Découvertes récentes et leur importance

Les fouilles modernes de l’épave ont commencé en 2009, révélant l’état détérioré du navire lui-même ainsi que des artefacts de l’époque, notamment un jeu d’échecs et des fragments de placage de cuivre. Le fragment de marbre récemment découvert est une pièce triangulaire mesurant environ 3,7 pouces sur 1,9 pouces, probablement une « goutte » de connexion pour des éléments sculpturaux plus grands.

Bien qu’il ne soit pas certain que ce fragment provienne du Parthénon lui-même, sa présence confirme que les sculptures étaient effectivement transportées via le Mentor et qu’une partie de la cargaison a été perdue en mer. La découverte renforce l’ampleur des opérations d’Elgin et les défis liés à la récupération des morceaux perdus de l’histoire grecque.

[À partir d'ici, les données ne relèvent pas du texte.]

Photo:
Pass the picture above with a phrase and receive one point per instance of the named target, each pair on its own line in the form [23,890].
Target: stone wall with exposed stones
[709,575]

Le débat sur le rapatriement

La Grèce continue d’exiger le retour des Elgin Marbles, arguant que les actions d’Elgin étaient illégitimes. Le British Museum a résisté, invoquant des restrictions légales empêchant la cession d’objets. Bien que les discussions sur un éventuel accord aient commencé en 2021, aucune solution n’a été trouvée.

La récupération de ce fragment de l’épave souligne l’héritage durable de la controverse des Elgin Marbles. Il constitue un rappel tangible d’un moment charnière de l’histoire de l’art, des relations coloniales et de la lutte continue pour réconcilier la propriété culturelle avec le contexte historique.

La découverte de ce fragment n’est pas seulement une découverte archéologique mais aussi un symbole poignant d’un passé contesté, renforçant l’urgence d’un dialogue continu entre la Grèce et le Royaume-Uni sur le sort de ces trésors controversés.